How to include SASS code to fat binary for latest GPU not supported by my current old NVCC

I have a deep learning library that I’m building with the old Cuda Toolkit 9.2, and I have a limitation where I cannot change the toolkit version I’m using.

I now need to run my CUDA application on a very new GPU. It’s new enough that its architecture is not one that’s supported by NVCC from Cuda 9.2 . So I end up going through JIT compilation, which takes really long.

Is there a workaround that I can use to include the SASS for the new GPU in the fat binary?

The different GPU architectures are not binary compatible. That means you cannot generate SASS (machine code) for a new architecture with an old toolchain. The designated workaround is the one you are already using: Generate PTX code for the latest version the toolchain supports and have the compiler backend that comes with the driver package JIT-compile that to SASS. This obviously requires a recent enough driver.

I would recommend the PTX-JIT-compile approach only for a transitional period while deployment of the latest toolchain is in progress. What is the specific reason you cannot upgrade to a newer CUDA version? 9.2 is quite old, from 2018. You could always install multiple CUDA versions and switch between them as needed.
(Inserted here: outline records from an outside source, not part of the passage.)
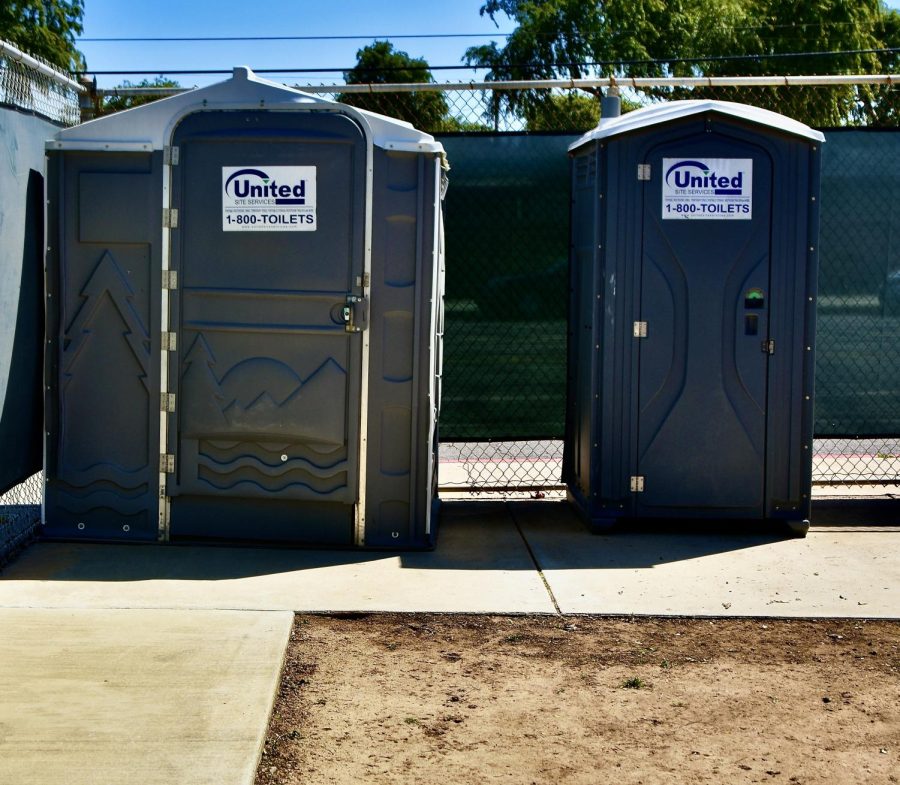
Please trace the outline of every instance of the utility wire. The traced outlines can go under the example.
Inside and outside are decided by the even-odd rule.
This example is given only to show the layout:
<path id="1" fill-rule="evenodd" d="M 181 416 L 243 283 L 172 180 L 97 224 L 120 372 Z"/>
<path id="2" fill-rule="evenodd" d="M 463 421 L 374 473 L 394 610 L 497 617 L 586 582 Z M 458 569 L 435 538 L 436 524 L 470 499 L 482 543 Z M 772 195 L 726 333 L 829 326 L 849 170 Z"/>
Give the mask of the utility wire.
<path id="1" fill-rule="evenodd" d="M 517 69 L 523 71 L 538 71 L 546 68 L 599 68 L 605 66 L 636 66 L 636 65 L 671 65 L 673 63 L 710 63 L 710 62 L 760 62 L 764 60 L 779 60 L 787 58 L 803 58 L 803 57 L 841 57 L 843 55 L 854 54 L 897 54 L 900 47 L 887 47 L 882 49 L 842 49 L 830 52 L 772 52 L 766 54 L 752 55 L 709 55 L 705 57 L 672 57 L 658 58 L 653 60 L 597 60 L 594 62 L 579 63 L 546 63 L 535 65 L 531 63 L 494 63 L 479 64 L 472 63 L 468 65 L 432 65 L 428 66 L 429 71 L 471 71 L 471 70 L 495 70 Z M 254 72 L 258 74 L 322 74 L 322 73 L 347 73 L 354 70 L 355 66 L 345 66 L 341 68 L 254 68 Z M 409 66 L 385 66 L 382 68 L 367 68 L 367 71 L 373 73 L 390 73 L 392 71 L 407 71 Z M 94 74 L 97 76 L 140 76 L 143 74 L 170 74 L 177 76 L 189 75 L 208 75 L 208 74 L 230 74 L 232 69 L 166 69 L 166 68 L 145 68 L 143 70 L 129 71 L 73 71 L 76 76 L 85 76 Z"/>
<path id="2" fill-rule="evenodd" d="M 234 35 L 234 36 L 184 36 L 177 38 L 79 38 L 75 43 L 157 43 L 183 41 L 379 41 L 397 38 L 498 38 L 512 33 L 409 33 L 403 35 Z"/>
<path id="3" fill-rule="evenodd" d="M 810 27 L 858 27 L 856 22 L 800 22 L 787 24 L 740 25 L 718 28 L 722 32 L 747 32 L 751 30 L 806 30 Z M 625 32 L 625 31 L 620 31 Z M 631 31 L 634 32 L 634 31 Z M 504 33 L 400 33 L 398 35 L 198 35 L 198 36 L 111 36 L 95 38 L 78 38 L 77 43 L 166 43 L 166 42 L 203 42 L 203 41 L 368 41 L 372 39 L 384 41 L 401 38 L 509 38 L 515 31 Z M 536 33 L 540 38 L 553 38 L 554 33 Z"/>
What would happen if I swap only the NVCC in Cuda 9.2 with NVCC from, say, Cuda 11.4 and try to include SASS for the latest GPU?

Your guess is at good as mine. I would think there is a reason the toolchain is distributed as part of a toolkit and not as a standalone component that can be mixed & matched at will with the rest of the toolkit components. Even if it would seem to work, such a setup might break at any time, and you would have no support for such Frankenbuild.

Why is it that you are stuck with CUDA 9.2? That might be an easier problem to solve.

Is there a workaround that I can use to include the SASS for the new GPU in the fat binary?

NVIDIA provides no methods to do what you are asking.

What would happen if I swap only the NVCC in Cuda 9.2 with NVCC from, say, Cuda 11.4 and try to include SASS for the latest GPU?

I don’t know. NVIDIA doesn’t support that.